QUICK ESCAPE FROM SITE

Overview

  • Working to improve access to justice is not only about rebuilding the justice sector to address current and future incidents of violence, but also about ensuring access to justice for survivors of conflict-related VAWG. Past experience shows however that in post-conflict settings national authorities often fail to investigate and prosecute violence that occurred during conflict due to (excerpted from Amnesty International, n.d., unless otherwise noted):
    • A lack of political will
    • Political decisions made to establish amnesties protecting the perpetrators
    • The collapse of the national legal system
    • Inadequate national laws criminalizing the crimes
    • Other legal obstacles to justice, including statutes of limitations and immunities 
    • State authorities themselves being implicated in these crimes (OHCHR, 2006, pg. 29-32).
  • In these cases, where accountability through the national justice system is impractical or impossible, other mechanisms, such as transitional justice, international and internationalized justice mechanisms should be considered.
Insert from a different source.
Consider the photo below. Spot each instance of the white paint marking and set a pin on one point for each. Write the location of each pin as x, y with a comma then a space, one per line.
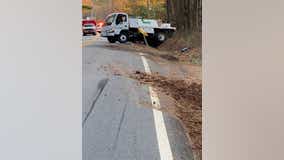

It is crucial that VAWG actors in post-conflict settings understand the different types of mechanisms available so they can advocate for them where appropriate, monitor them, and provide support to survivors in accessing them. VAWG actors should consider the following strategies and interventions (excerpted from UNHCR, 2006 and Samuels, 2006, unless otherwise noted):
    • Ensure that elements of internationalized courts statutes and rules are consistent with the highest standards of international justice
    • Advocate for the prosecution of all cases
    • Advocate for cooperation with other states 
    • Advocate for financial contribution to the courts from other states – and own state
    • Support the creation of appropriate mechanisms
    • Conduct advocacy and education to inform survivors of their rights in regard to these mechanisms
    • Ensure that mandates specifically include gender justice as a human rights violation as well as an inclusive definition of VAWG (for example, the Rome Statute definition of sexual violence which is the most inclusive definition in international law)
    • Monitor the mechanisms for compliance with human rights, inclusion of gender responsive procedures
    • Ensure that rules and procedures are in place to protect witnesses
    • Provide capacity training of staff, and technical assistance for actors involved
    • Assist the justice mechanisms to foster a culture of accountability and address impunity
    • Assist governments to understand their obligations under international human rights standards regarding women
    • Support the participation of women from the outset in forming and shaping justice mechanisms (UNWOMEN, 2011)
    • Develop programmes that allow victims to prepare adequately and participate meaningfully in the prosecution process
    • Work with prosecution teams, truth commissioners and other actors to develop an approach that addresses a number of key issues, such as risk assessment, realistic expectations, prosecutorial strategy, the role of witnesses, the rights of victims, and what to expect from the prosecuting authorities in terms of treatment, communication and transparency
    • Ensure that local actors are consulted from the outset so that approaches are not perceived as being a foreign imposition.